A vida do contribuinte depois da adesão à lei de repatriação

 

Por: Vinicius de Barros

A regularização e a manutenção dos recursos, bens e diretos no exterior exigirão do contribuinte o cumprimento de novas obrigações.

Até 31 de outubro de 2016 o contribuinte que mantém recursos, bens e diretos não declarados no exterior terá que decidir se irá ou não aderir ao Regime Especial de Regularização Cambial e Tributária (RERCT), programa que ganhou a alcunha de “lei de repatriação”, oportunidade ímpar para se ver livre dos problemas fiscais e criminais causados por essa prática ilegal.

 Quem decidir aderir terá que arcar com o pagamento do imposto de renda de 15%, calculado sobre o valor total em real, na data base de 31 de dezembro de 2014, dos recursos, bens e diretos que forem objeto da regularização, bem como pagar multa de igual valor (estão isentos da multa os valores disponíveis em contas de depósito no exterior no limite de até R$ 10.000,00).

Além do ônus de pagar imposto e multa, a pessoa física terá que retificar suas declarações de ajuste anual dos anos calendários de 2014 e 2015 e apresentar a declaração de Capitais Brasileiros no Exterior ao Banco Central.

Uma das principais diferenças que serão sentidas pelo contribuinte diz respeito à tributação dos dividendos recebidos de empresa estrangeira da qual for sócio ou acionista. Diferentemente do que acontece com os dividendos recebidos de empresa brasileira, que são isentos do imposto, os valores recebidos de empresas estrangeiras são tributáveis.

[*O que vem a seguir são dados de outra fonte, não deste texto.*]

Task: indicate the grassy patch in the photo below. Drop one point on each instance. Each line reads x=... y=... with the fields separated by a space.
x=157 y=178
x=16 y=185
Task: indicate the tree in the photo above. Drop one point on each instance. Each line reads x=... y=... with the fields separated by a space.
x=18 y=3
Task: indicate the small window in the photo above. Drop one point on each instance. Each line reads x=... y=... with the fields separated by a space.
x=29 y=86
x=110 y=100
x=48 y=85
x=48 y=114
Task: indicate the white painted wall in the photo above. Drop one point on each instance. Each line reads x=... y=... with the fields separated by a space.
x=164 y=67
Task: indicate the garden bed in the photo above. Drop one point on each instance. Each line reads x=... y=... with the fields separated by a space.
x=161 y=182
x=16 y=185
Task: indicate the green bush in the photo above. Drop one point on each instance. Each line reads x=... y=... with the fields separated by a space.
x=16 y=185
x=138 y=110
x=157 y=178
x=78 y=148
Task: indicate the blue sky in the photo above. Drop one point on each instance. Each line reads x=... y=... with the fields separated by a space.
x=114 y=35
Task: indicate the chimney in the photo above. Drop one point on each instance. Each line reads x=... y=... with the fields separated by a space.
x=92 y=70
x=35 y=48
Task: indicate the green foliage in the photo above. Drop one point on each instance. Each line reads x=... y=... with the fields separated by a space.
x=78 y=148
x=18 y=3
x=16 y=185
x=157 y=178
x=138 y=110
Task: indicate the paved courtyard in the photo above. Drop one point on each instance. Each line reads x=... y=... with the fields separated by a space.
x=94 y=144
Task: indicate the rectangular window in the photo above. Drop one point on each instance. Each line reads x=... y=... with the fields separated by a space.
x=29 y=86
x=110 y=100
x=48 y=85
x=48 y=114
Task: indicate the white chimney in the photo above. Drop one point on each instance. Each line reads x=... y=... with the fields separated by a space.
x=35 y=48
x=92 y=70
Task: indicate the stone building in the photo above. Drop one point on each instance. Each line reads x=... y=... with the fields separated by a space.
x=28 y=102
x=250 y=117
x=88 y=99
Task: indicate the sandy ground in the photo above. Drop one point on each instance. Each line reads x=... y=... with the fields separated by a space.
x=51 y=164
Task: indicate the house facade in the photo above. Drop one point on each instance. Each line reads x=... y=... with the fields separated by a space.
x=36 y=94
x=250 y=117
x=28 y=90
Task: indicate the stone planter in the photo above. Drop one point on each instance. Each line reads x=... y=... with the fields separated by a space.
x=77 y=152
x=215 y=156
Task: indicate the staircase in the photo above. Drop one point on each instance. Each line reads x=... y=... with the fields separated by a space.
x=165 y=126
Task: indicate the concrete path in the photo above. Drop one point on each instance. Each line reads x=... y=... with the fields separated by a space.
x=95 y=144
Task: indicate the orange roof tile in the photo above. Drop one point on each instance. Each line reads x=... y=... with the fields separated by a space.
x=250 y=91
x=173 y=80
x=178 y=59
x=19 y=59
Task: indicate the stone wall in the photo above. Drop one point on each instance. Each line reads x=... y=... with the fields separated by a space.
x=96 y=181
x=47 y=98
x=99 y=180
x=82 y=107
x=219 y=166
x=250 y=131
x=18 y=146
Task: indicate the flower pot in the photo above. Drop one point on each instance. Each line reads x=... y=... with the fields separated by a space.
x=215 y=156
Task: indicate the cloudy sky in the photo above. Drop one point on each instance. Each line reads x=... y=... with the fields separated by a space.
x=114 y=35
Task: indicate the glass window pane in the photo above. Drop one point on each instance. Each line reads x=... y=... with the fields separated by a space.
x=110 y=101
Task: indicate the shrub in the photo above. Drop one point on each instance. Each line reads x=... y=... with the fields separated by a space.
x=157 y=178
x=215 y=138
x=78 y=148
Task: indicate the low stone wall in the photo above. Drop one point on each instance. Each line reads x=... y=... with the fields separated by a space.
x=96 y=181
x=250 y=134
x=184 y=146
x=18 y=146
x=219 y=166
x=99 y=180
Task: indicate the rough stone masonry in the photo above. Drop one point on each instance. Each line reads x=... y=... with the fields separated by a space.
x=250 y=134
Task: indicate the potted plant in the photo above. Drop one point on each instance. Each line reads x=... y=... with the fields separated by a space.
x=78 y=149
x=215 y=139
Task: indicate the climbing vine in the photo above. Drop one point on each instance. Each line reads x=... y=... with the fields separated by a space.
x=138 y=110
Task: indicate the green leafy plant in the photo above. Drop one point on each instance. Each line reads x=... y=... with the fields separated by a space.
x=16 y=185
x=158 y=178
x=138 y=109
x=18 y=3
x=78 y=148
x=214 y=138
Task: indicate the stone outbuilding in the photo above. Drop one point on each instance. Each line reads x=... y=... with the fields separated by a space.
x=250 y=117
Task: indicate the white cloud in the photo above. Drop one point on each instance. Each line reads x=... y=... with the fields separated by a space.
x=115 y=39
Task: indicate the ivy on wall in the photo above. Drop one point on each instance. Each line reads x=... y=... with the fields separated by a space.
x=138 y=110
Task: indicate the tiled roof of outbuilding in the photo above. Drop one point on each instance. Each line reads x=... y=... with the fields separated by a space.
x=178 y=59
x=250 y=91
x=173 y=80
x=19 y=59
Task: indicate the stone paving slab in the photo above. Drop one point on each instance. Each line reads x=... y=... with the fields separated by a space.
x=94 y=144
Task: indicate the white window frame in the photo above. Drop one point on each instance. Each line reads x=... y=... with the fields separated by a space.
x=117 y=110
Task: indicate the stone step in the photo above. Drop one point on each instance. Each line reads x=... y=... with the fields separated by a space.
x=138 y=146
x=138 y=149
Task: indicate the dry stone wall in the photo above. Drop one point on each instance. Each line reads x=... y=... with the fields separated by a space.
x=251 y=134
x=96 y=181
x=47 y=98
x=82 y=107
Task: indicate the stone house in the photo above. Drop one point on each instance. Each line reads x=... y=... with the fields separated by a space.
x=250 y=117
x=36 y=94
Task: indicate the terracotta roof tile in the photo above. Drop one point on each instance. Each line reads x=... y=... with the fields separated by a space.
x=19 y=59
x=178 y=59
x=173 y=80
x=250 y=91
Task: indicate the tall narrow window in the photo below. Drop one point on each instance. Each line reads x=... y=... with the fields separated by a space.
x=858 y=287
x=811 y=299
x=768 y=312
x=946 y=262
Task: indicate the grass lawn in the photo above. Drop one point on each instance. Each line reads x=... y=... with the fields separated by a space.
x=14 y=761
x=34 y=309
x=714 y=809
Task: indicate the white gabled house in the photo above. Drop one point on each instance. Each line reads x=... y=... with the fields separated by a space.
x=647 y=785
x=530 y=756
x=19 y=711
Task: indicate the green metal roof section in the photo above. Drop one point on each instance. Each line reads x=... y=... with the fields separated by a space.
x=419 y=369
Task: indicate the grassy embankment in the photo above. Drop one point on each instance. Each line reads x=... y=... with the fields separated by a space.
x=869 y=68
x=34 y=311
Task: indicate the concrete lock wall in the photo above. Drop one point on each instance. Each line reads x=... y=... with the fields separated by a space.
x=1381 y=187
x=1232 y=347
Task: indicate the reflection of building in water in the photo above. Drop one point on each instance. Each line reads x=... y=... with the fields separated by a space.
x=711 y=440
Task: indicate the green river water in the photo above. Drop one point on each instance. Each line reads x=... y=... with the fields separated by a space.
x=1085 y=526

Sim, a pessoa física terá que pagar para o fisco brasileiro o imposto calculado com base na tabela de incidência mensal, que chega a 27,5%, para os valores superiores a R$ 4.664,68, podendo no entanto deduzir o imposto que eventualmente for pago no país de origem.

A tributação dos rendimentos com juros produzidos por aplicações financeiras no exterior também é diferente, pois as alíquotas não variam de 15% a 22,5%, como ocorre em relação às aplicações financeiras mantidas no Brasil. Os juros de aplicações financeiras no exterior são tributados atualmente pela alíquota fixa de 15%.

O contribuinte também passará a ter que cumprir uma nova obrigação: declarar ao Banco Central do Brasil os recursos, bens e diretos mantidos no exterior, por meio da chamada Declaração de Capitais Brasileiros no Exterior. A não entrega dessa declaração dos prazos e condições estabelecidas pelo Banco Central causará multa ao contribuinte.

Por fim, vale ressaltar que os rendimentos decorrentes dos recursos, bens ou direitos que forem objeto da “Lei de Repatriação”, auferidos a partir de 1º de janeiro de 2015, terão que ser oferecidos à tributação, independentemente do pagamento do imposto de 15% exigido para a adesão ao programa.

Ou seja, ao contrário do que alguns imaginam, não é apenas para os fatos geradores ocorridos a partir da adesão ao RERCT que o contribuinte terá que oferecer à tributação os juros, ganhos de capital, dividendos, alugueis etc., a obrigação retroage a 1º de janeiro de 2015.

*Vinicius de Barros é advogado do escritório da Teixeira Fortes Advogados Associados.